その夜、アイヌラックルは女神から授けられた天上の宝剣を手にし、防具に身を固めて1人で砦を発ち、地底への入口を通って暗黒の国へと進んだ。

不意のアイヌラックルの出現に、魔女ウエソヨマを始めとする多くの魔神や悪魔たちが驚き、襲い掛かってきた。アイヌラックルは魔女ウエソヨマたちを次々に斬り捨て、暗黒の国の大王をも征伐した。

大混乱に陥った暗黒の国で、アイヌラックルが宝剣を天にかざすと、激しい雷撃が国を襲った。アイヌラックルの父である雷神カンナカムイの力であった。稲妻のこもった宝剣をアイヌラックルが数度振り下ろすや、暗黒の国は火の海となり、12日間燃え続けた末に完全に消滅に至った。

アイヌラックルは愛する姫を救い出し、無事に地上の砦へと帰って行った。養育の女神は白鳥姫が地上に降りたことを見届け、天上へと帰って行った。

その後、初めての地上の神であるアイヌラックルは、魔物たちの脅威が消え失せた地上で、人間たちと共に平和に暮らし続けた。

晩年
魔神退治の他にも数々の武勇を遂げたアイヌラックルだが、晩年には人間たちが次第に堕落していった。遂にアイヌラックルは、それまで住んでいた地を離れ、いずこかへと去って行ってしまった。

それ以来、地上の悪事や災害は増す一方であり、人間たちはアイヌラックルを失ったことを激しく悔やんだ。しかしアイヌラックルは去り際に、決して人間すべてを見捨てたわけではなく、時おり雷鳴と共に人間たちを見舞うと告げていた。それゆえに人間たちは、雷鳴が轟くと、アイヌラックルの来訪といって拝むようになった。

より引用

そして、北欧神話に登場する人類最初の男女アスクとエムブラのうちのエムブラ(女)が最高神オーディンに息を吹きかけられたニレから生まれたとされる。

世界中でも似たような神話がいくつもありすね。

一人の男の子が大人として、つまり母親から自立する時、必ず勇敢に立ち向かい戦わなければならない。

そうしなければ一人前の男にはならず、愛する妻をめとることはできないのです。

これがいわゆる通過儀礼ですね。

それは男にも女にも形は変わったとしても人生でいくつか起きる転換点です。

この神話の中にも悪魔の化身の大鹿は天上界の存在たちから遣わされた通過儀礼のための仮想敵なのですよね。

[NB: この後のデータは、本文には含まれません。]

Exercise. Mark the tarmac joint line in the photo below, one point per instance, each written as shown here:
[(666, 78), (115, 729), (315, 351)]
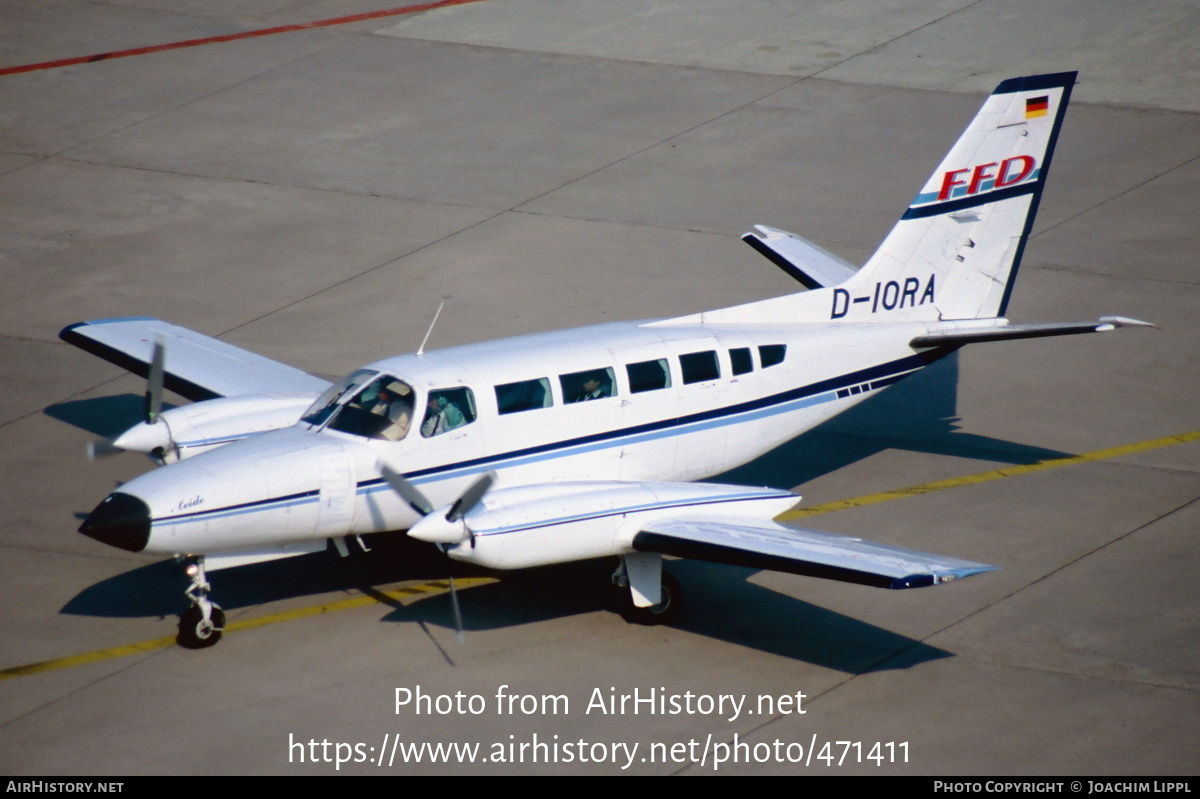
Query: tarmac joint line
[(403, 595)]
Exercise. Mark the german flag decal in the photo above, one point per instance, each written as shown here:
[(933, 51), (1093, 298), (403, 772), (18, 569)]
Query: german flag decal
[(1037, 107)]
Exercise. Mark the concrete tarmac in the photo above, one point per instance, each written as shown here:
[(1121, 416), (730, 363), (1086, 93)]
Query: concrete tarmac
[(315, 194)]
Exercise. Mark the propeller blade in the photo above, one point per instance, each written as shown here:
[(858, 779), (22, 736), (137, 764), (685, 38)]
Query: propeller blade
[(155, 382), (408, 492), (102, 448), (471, 497), (457, 612)]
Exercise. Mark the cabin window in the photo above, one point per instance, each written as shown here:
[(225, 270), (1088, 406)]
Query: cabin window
[(526, 395), (772, 354), (383, 410), (741, 360), (593, 384), (648, 376), (699, 367), (447, 409)]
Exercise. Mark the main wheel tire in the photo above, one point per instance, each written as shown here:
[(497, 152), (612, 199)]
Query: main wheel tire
[(665, 612), (197, 634)]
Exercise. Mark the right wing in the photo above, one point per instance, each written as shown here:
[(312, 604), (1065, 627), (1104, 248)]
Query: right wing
[(197, 366)]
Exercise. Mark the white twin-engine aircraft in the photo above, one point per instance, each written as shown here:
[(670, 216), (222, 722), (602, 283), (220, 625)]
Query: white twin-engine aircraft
[(581, 444)]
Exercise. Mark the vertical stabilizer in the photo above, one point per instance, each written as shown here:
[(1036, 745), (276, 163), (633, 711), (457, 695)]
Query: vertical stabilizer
[(955, 251)]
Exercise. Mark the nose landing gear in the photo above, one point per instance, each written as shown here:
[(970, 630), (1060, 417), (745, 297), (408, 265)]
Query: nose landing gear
[(202, 624)]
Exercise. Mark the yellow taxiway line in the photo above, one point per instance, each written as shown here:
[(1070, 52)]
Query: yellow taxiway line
[(413, 593), (985, 476)]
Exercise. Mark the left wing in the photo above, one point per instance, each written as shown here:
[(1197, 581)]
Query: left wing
[(197, 366), (535, 524), (775, 547)]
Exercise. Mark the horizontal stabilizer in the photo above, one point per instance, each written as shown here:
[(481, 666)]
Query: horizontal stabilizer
[(805, 262), (803, 552), (197, 366), (958, 337)]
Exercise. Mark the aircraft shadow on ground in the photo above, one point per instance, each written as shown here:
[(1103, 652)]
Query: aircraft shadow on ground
[(103, 416), (720, 602)]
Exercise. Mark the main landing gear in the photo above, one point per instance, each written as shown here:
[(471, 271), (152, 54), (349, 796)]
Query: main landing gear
[(202, 624), (635, 580)]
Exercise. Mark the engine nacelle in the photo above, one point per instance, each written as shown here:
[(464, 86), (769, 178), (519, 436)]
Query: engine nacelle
[(186, 431)]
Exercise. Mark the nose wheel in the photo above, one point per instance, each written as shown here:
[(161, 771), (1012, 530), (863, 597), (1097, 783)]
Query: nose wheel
[(202, 624)]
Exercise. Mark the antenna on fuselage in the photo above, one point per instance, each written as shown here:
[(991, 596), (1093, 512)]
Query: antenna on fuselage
[(420, 350)]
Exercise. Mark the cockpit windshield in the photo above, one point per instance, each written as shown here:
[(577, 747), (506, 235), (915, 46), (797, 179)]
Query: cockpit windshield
[(325, 403), (383, 410)]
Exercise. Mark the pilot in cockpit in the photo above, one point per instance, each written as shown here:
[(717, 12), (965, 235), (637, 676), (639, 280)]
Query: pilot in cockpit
[(394, 401)]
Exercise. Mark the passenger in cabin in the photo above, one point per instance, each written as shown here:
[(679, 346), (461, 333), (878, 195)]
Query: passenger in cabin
[(595, 385), (394, 401), (441, 415)]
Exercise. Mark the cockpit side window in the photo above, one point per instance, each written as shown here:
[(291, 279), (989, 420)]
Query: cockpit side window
[(447, 409), (382, 410), (319, 410)]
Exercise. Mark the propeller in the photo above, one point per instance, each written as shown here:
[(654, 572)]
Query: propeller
[(433, 527), (153, 436)]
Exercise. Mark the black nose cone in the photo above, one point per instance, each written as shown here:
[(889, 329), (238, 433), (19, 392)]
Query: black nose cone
[(121, 521)]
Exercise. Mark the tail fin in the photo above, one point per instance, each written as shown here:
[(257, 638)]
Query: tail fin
[(955, 251)]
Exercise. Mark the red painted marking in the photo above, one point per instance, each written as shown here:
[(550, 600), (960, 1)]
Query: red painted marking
[(233, 37)]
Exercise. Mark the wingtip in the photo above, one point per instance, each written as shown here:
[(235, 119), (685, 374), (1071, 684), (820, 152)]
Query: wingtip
[(1125, 322)]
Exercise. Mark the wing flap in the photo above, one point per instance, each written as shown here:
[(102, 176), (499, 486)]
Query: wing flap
[(803, 552), (197, 366)]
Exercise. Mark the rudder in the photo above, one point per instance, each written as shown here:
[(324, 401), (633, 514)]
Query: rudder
[(955, 252)]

ここで大鹿に負けてしまうこともあるかもしれませんが。そしたら次のチャンスを待てば良いだけです。

仮想敵も天上界からの愛の形の変形。

そう思うと起きることはすべて最善だから精一杯やるだけだ!とチャレンジしたら良いだけなのです。

神話は比喩的に私たちに大切なことを古くから教えてくれています。

それでは、素敵な週末をお過ごし下さい。

【追記】
この神話に出てくるハルニレは、屈斜路湖にあるハルニレの木が今でも御神木としてアイヌの儀式をする場所になっています。

また初冬から春にかけてオオハクチョウ(白鳥姫)たちが屈斜路湖のこのハルニレの木の近くに集まってきます。